Начнем с самодержавия. Традиционно русский монарх концентрировал в своих руках всю законодательную и исполнительную власть, реализуемую без участия каких-либо внешних органов. Он управлял страной с помощью служилого дворянства и чиновничества, преданного не столько интересам государства или нации, сколько ему лично. С первых же дней своего правления Ленин применил эту же модель. Правда, уступая принципам демократии, он дал стране конституцию и представительный орган, но они исполняли исключительно церемониальные функции, ибо конституция не была законом для Коммунистической партии, истинного правителя страны, а народные представители были не избраны народом, а подобраны той же партией. Исполняя свои обязанности, Ленин действовал на манер самодержавнейших из царей — Петра Великого и Николая I, — лично вникая в мельчайшие подробности государственных дел, словно страна была его вотчиной.
Как и его предшественники в Московской Руси, советский правитель заявлял свои права на все богатства и доходы страны. Начав с декретов о национализации земли и промышленности, правительство подчинило себе всю собственность, кроме предметов личного пользования. Поскольку же правительство находилось в руках одной партии, а партия, в свою очередь, подчинялась воле своего вождя, Ленин был де-факто владельцем всех материальных ресурсов страны. (Де-юре имущество принадлежало «народу», выступающему синонимом Коммунистической партии.) Предприятиями руководили назначенные государством начальники. Промышленной и, вплоть до марта 1921 года, сельскохозяйственной продукцией Кремль распоряжался словно своей собственной. Городская недвижимость была национализирована. Частная торговля запрещена (вплоть до 1921 года и снова после 1928-го), и советский режим контролировал всю законную розничную и оптовую торговлю. Конечно, эти меры не вписываются в практику Московской Руси, но вполне отвечают принципу, согласно которому русский правитель не только управляет страной, но и владеет ею.
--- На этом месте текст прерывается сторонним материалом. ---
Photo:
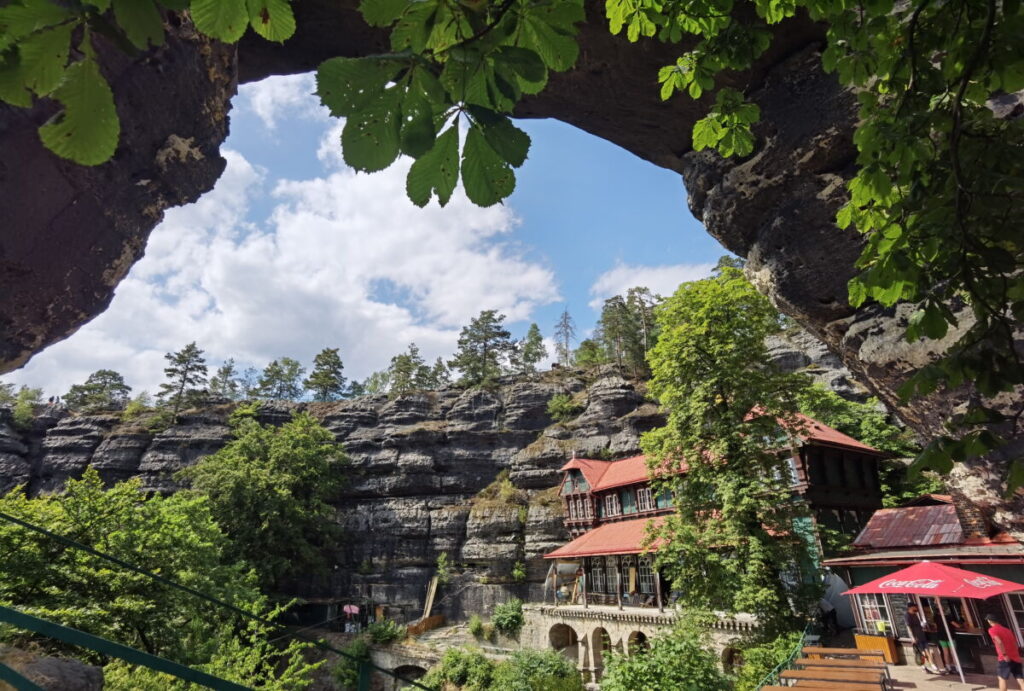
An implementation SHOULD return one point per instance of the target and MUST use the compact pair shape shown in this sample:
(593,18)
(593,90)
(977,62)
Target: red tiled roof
(911,526)
(619,537)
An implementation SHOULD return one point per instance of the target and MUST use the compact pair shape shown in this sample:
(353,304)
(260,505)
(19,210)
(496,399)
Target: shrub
(536,671)
(346,673)
(465,667)
(759,660)
(561,407)
(519,572)
(508,616)
(385,632)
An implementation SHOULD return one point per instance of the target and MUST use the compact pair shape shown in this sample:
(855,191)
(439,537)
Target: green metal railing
(82,639)
(772,677)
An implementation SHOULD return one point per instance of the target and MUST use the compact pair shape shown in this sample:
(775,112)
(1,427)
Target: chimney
(971,518)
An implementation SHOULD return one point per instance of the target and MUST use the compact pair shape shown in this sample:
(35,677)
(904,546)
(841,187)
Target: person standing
(913,623)
(1007,652)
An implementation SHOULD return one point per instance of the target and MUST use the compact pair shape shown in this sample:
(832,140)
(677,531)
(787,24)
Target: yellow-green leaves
(87,130)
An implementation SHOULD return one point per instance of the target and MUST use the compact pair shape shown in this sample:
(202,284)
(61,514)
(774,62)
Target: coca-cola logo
(925,584)
(982,581)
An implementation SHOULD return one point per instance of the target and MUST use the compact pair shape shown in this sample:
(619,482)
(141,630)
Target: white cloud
(285,97)
(660,279)
(342,260)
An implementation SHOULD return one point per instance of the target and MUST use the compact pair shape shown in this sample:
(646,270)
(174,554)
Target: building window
(597,575)
(646,576)
(645,500)
(875,610)
(611,572)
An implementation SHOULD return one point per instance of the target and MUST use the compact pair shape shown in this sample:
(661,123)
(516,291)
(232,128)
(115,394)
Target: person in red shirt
(1006,649)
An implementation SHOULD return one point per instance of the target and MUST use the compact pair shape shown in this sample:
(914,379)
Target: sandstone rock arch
(71,233)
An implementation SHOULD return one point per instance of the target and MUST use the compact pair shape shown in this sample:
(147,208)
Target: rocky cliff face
(418,464)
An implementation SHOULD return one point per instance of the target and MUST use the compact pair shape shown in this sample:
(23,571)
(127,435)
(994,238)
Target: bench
(837,678)
(816,650)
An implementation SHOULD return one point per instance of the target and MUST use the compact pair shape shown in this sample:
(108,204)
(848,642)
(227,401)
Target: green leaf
(382,12)
(371,140)
(43,58)
(486,177)
(271,18)
(347,85)
(140,20)
(87,130)
(437,170)
(222,19)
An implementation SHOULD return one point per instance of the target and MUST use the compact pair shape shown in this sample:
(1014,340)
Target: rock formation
(71,233)
(418,464)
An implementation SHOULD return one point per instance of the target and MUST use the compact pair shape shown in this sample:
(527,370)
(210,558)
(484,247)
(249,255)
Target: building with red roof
(611,510)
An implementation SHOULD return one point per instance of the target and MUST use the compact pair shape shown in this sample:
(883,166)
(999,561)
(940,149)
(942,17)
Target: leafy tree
(681,660)
(268,489)
(282,380)
(738,541)
(590,353)
(326,381)
(225,384)
(564,334)
(102,390)
(483,345)
(530,350)
(186,379)
(173,535)
(408,372)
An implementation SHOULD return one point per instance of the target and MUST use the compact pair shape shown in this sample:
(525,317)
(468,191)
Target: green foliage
(467,668)
(225,384)
(49,50)
(25,406)
(346,672)
(268,488)
(483,345)
(519,569)
(563,407)
(536,671)
(102,390)
(443,569)
(326,381)
(681,660)
(282,380)
(175,536)
(186,379)
(385,631)
(733,544)
(759,660)
(508,617)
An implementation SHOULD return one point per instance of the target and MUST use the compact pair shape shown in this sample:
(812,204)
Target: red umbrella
(939,580)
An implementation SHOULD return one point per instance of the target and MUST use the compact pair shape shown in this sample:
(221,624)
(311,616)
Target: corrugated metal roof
(619,537)
(911,526)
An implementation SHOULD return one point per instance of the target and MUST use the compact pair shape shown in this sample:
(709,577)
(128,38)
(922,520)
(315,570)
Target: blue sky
(293,252)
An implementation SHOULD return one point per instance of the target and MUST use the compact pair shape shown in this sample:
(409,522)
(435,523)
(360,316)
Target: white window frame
(645,500)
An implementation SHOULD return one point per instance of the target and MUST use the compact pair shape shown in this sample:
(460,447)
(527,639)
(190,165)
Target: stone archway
(408,672)
(637,642)
(563,639)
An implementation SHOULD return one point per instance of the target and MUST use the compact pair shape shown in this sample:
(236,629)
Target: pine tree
(102,390)
(224,384)
(282,380)
(326,381)
(483,346)
(186,379)
(564,334)
(531,349)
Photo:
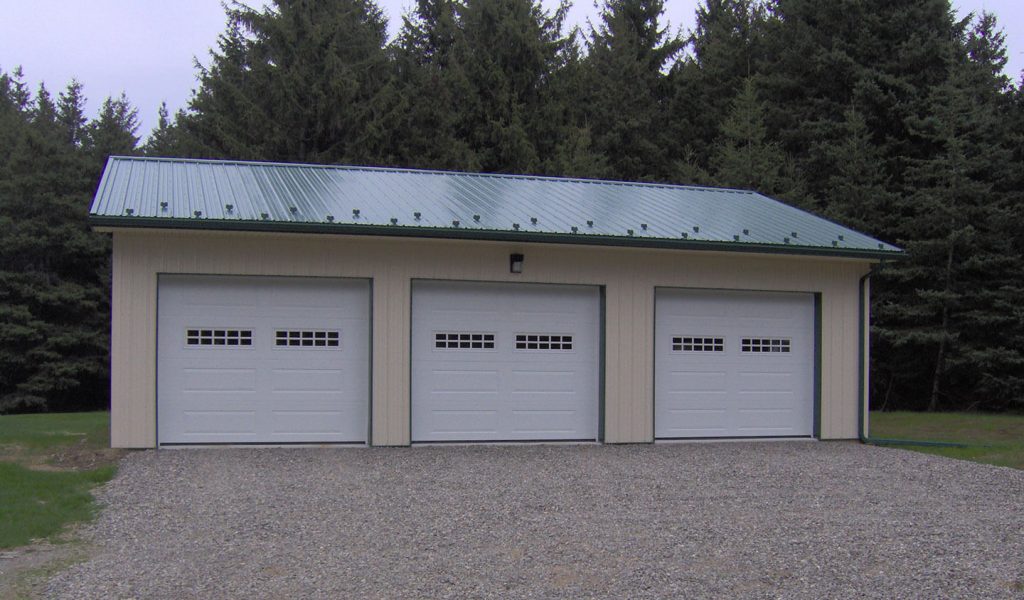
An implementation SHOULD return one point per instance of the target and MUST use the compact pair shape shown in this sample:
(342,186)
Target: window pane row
(697,344)
(307,338)
(765,345)
(463,340)
(543,342)
(218,337)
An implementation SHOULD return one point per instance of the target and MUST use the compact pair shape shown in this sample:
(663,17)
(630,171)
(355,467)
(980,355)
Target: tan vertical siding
(629,276)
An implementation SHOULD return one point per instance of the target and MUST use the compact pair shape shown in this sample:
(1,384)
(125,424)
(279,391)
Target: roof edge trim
(485,234)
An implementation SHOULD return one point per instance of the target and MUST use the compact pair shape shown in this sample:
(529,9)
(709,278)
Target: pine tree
(626,88)
(944,309)
(114,131)
(855,187)
(297,81)
(418,133)
(725,49)
(71,113)
(54,311)
(508,51)
(743,157)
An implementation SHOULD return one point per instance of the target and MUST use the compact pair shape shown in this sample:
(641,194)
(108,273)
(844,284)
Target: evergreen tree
(744,158)
(509,51)
(427,134)
(626,88)
(298,81)
(855,187)
(725,49)
(54,311)
(114,131)
(944,308)
(71,114)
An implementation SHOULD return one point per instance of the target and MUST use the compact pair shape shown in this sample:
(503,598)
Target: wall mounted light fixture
(515,263)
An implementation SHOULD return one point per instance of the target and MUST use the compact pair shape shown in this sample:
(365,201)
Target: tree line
(893,117)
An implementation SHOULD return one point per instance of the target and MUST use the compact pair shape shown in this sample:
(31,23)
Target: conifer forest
(892,117)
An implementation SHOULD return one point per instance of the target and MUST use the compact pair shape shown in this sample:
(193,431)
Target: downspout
(862,389)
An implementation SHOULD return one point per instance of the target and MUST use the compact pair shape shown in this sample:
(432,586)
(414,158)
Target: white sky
(146,47)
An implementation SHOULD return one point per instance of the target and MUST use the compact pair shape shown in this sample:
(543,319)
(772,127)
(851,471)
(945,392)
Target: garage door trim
(816,352)
(370,361)
(601,367)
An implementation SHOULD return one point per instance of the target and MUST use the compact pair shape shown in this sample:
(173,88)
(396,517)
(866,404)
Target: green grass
(995,439)
(48,466)
(42,432)
(39,504)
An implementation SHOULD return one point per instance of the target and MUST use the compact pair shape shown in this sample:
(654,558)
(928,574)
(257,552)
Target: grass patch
(38,504)
(48,466)
(994,439)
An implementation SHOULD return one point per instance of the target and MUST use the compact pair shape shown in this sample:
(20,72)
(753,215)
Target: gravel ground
(748,520)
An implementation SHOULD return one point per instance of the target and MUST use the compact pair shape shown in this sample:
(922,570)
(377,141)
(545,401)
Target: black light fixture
(515,263)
Люди тоже были его имуществом. Большевики восстановили обязательную государственную службу, одну из отличительных черт московского абсолютизма. В Московской Руси подданные царя, за малым исключением, должны были служить ему не только непосредственно, на военной службе или по чиновной части, но и косвенно, обрабатывая землю, принадлежащую царю, или пожалованную им своим вельможам. Тем самым все население было подчинено трону. Процесс освобождения начался в 1762 году, когда дворянству было даровано право уйти с государевой службы, и завершился 99 лет спустя с отменой крепостного права. Большевистский режим тотчас внедрил присущую Московской Руси и неизвестную ни в одной другой стране обязательную для всех граждан практику казенных работ: так называемая «всеобщая трудовая повинность», объявленная в январе 1918 года и подкрепленная, по настоянию Ленина, угрозой наказания, была бы вполне уместна в России XVII века. А в отношении крестьянства большевики по сути возродили
Коммунистическое чиновничество на службе партии или государству совершенно естественно восприняло опыт своих предшественников. Служилый класс, имевший свои обязанности и привилегии, но не неотъемлемые права, создал из себя замкнутую и тщательно ранжированную прослойку, ответственную исключительно перед своим начальством. Как и царское чиновничество, они ставили себя над законом и вершили свои дела без огласки, втайне от общества, посредством секретных циркуляров. При царизме восхождение на высшие ступени бюрократической лестницы обеспечивало потомственное дворянское звание. Для служащих при коммунистическом режиме продвижение на высшие ступени вознаграждалось причислением к номенклатурным спискам — коммунистический эквивалент служилого дворянства, что давало преимущества, недоступные простым служащим, не говоря уже о рядовых гражданах. Советская бюрократия, как и царская, не желала мириться с существованием административных органов, находящихся вне ее контроля, и постаралась их как можно скорее «огосударствить», то есть интегрировать в командную цепочку. Это было проделано с советами, мнимыми законодательными органами новой власти, и с профсоюзами, представителями столь же мнимого «правящего класса».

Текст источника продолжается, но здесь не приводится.